Department of Medicine, The Wellesley Hospital, Toronto, Ontario, Canada

Copyright © 1990 Hindawi Publishing Corporation. This is an open access article distributed under the Creative Commons Attribution License, which permits unrestricted use, distribution, and reproduction in any medium, provided the original work is properly cited.

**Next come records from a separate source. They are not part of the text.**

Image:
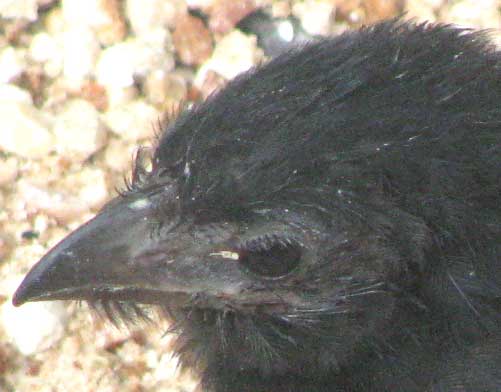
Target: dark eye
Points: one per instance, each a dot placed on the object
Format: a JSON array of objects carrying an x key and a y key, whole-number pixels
[{"x": 270, "y": 256}]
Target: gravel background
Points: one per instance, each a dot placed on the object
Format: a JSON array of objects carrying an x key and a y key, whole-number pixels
[{"x": 82, "y": 83}]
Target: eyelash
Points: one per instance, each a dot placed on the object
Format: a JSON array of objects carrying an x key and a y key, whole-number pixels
[{"x": 270, "y": 256}]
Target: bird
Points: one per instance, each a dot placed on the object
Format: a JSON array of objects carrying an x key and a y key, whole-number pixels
[{"x": 330, "y": 220}]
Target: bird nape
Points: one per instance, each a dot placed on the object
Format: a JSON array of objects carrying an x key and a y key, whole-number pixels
[{"x": 329, "y": 221}]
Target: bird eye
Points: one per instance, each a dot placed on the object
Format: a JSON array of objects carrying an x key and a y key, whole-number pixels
[{"x": 270, "y": 256}]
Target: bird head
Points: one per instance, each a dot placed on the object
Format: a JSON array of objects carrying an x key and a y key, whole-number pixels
[{"x": 263, "y": 227}]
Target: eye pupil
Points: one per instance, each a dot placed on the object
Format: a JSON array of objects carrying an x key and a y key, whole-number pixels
[{"x": 270, "y": 258}]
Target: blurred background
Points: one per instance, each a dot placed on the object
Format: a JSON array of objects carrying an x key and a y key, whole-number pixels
[{"x": 82, "y": 84}]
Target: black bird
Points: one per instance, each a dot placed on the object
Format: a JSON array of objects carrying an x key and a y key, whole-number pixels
[{"x": 330, "y": 221}]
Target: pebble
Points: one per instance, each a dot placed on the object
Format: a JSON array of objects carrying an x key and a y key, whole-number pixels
[
  {"x": 91, "y": 185},
  {"x": 8, "y": 170},
  {"x": 378, "y": 10},
  {"x": 472, "y": 13},
  {"x": 12, "y": 63},
  {"x": 47, "y": 50},
  {"x": 133, "y": 121},
  {"x": 35, "y": 326},
  {"x": 14, "y": 94},
  {"x": 118, "y": 155},
  {"x": 78, "y": 130},
  {"x": 192, "y": 40},
  {"x": 165, "y": 88},
  {"x": 80, "y": 53},
  {"x": 25, "y": 130},
  {"x": 225, "y": 14},
  {"x": 104, "y": 17},
  {"x": 316, "y": 16},
  {"x": 56, "y": 204},
  {"x": 19, "y": 9},
  {"x": 147, "y": 15},
  {"x": 234, "y": 53},
  {"x": 120, "y": 64}
]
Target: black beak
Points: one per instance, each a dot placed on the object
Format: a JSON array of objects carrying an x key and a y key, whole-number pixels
[
  {"x": 95, "y": 258},
  {"x": 120, "y": 255}
]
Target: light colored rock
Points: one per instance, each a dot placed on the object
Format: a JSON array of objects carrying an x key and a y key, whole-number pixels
[
  {"x": 482, "y": 14},
  {"x": 118, "y": 155},
  {"x": 12, "y": 63},
  {"x": 102, "y": 16},
  {"x": 145, "y": 15},
  {"x": 59, "y": 205},
  {"x": 316, "y": 16},
  {"x": 164, "y": 88},
  {"x": 80, "y": 53},
  {"x": 47, "y": 50},
  {"x": 19, "y": 9},
  {"x": 133, "y": 121},
  {"x": 91, "y": 185},
  {"x": 25, "y": 130},
  {"x": 78, "y": 130},
  {"x": 8, "y": 170},
  {"x": 235, "y": 53},
  {"x": 34, "y": 327},
  {"x": 13, "y": 94},
  {"x": 120, "y": 64}
]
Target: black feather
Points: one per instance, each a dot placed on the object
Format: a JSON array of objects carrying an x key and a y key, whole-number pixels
[{"x": 329, "y": 221}]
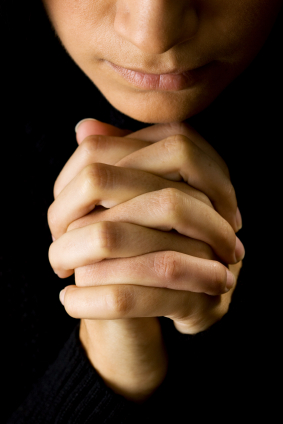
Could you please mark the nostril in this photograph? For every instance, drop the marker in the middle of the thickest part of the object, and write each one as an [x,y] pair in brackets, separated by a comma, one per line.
[156,27]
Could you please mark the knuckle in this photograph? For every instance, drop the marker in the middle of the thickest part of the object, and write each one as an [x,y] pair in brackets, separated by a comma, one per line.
[176,128]
[168,199]
[166,267]
[52,218]
[177,145]
[105,236]
[217,276]
[228,189]
[90,145]
[96,175]
[119,301]
[204,198]
[229,237]
[71,304]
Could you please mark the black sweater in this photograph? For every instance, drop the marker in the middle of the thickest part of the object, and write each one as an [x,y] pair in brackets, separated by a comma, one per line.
[46,375]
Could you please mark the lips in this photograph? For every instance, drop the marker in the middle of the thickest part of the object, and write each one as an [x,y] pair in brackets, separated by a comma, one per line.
[168,81]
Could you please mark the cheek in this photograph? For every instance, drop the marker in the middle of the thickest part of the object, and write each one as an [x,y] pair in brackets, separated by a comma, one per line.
[80,25]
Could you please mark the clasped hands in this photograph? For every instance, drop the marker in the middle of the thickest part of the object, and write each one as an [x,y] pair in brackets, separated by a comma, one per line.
[147,223]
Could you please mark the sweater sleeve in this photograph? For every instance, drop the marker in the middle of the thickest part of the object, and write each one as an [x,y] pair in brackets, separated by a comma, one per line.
[71,391]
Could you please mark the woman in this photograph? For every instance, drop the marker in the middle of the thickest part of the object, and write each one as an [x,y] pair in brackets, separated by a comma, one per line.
[145,217]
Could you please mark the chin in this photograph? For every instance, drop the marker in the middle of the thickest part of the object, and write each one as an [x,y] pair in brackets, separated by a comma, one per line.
[160,107]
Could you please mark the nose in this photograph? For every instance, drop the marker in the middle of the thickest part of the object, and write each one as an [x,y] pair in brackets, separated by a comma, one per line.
[155,26]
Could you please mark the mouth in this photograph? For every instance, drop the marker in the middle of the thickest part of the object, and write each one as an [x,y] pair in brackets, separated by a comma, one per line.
[169,81]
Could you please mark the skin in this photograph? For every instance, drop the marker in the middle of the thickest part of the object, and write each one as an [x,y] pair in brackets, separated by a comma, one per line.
[161,35]
[112,237]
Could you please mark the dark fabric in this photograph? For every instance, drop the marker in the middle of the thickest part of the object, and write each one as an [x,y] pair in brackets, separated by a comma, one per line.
[46,376]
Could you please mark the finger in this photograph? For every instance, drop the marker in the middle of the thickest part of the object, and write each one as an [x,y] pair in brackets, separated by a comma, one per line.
[159,132]
[96,149]
[108,186]
[90,126]
[103,240]
[198,311]
[167,269]
[178,158]
[169,209]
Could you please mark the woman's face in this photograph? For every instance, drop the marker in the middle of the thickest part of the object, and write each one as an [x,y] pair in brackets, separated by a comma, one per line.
[162,60]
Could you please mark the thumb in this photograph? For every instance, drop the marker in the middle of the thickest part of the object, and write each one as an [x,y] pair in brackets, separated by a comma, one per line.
[90,126]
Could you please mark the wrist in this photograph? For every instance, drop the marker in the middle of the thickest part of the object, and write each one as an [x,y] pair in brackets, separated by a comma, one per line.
[129,354]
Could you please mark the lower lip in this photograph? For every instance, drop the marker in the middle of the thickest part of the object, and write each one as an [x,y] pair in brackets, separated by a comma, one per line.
[166,82]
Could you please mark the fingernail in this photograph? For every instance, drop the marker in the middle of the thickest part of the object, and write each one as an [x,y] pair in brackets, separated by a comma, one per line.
[239,250]
[239,219]
[86,119]
[62,295]
[230,280]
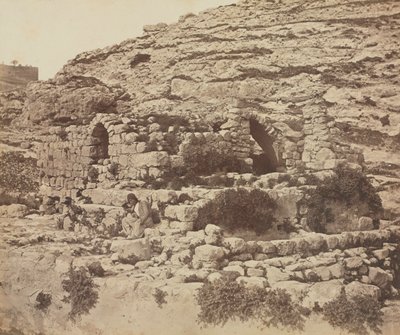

It is no exaggeration to say that percutaneous gastrostomy has revolutionized the feeding of disabled patients with intact gastrointestinal tracts. The most common indication is inability to swallow. It is generally best to place a gastrostomy tube early to prevent malnutrition and minimize complications of procedures on poorly nourished tissue. If a patient is expected to live for only weeks to months, nasoenteric feedings are the nutritional route of choice. Contraindications to percutaneous gastrostomy include coagulation disorders, upper gastrointestinal fistulas, intestinal obstruction, varices, peritoneal dialysis, septicemia and esophageal obstruction. Three techniques are described: 'pull,' 'push' and 'introducer.' The most frequently reported complications are wound infection and pneumoperitoneum. Now that multiple methods for successful insertion of endoscopic percutaneous feeding tubes have been described, the literature appears to be concentrating on complications of the various techniques. Nevertheless, compared to the other options available for patients unable to swallow (allowing malnutrition to proceed, tube feeding, surgical gastrostomy, parenteral nutrition), percutaneous gastrostomy is the procedure of choice in virtually all cases if the intestine is functioning.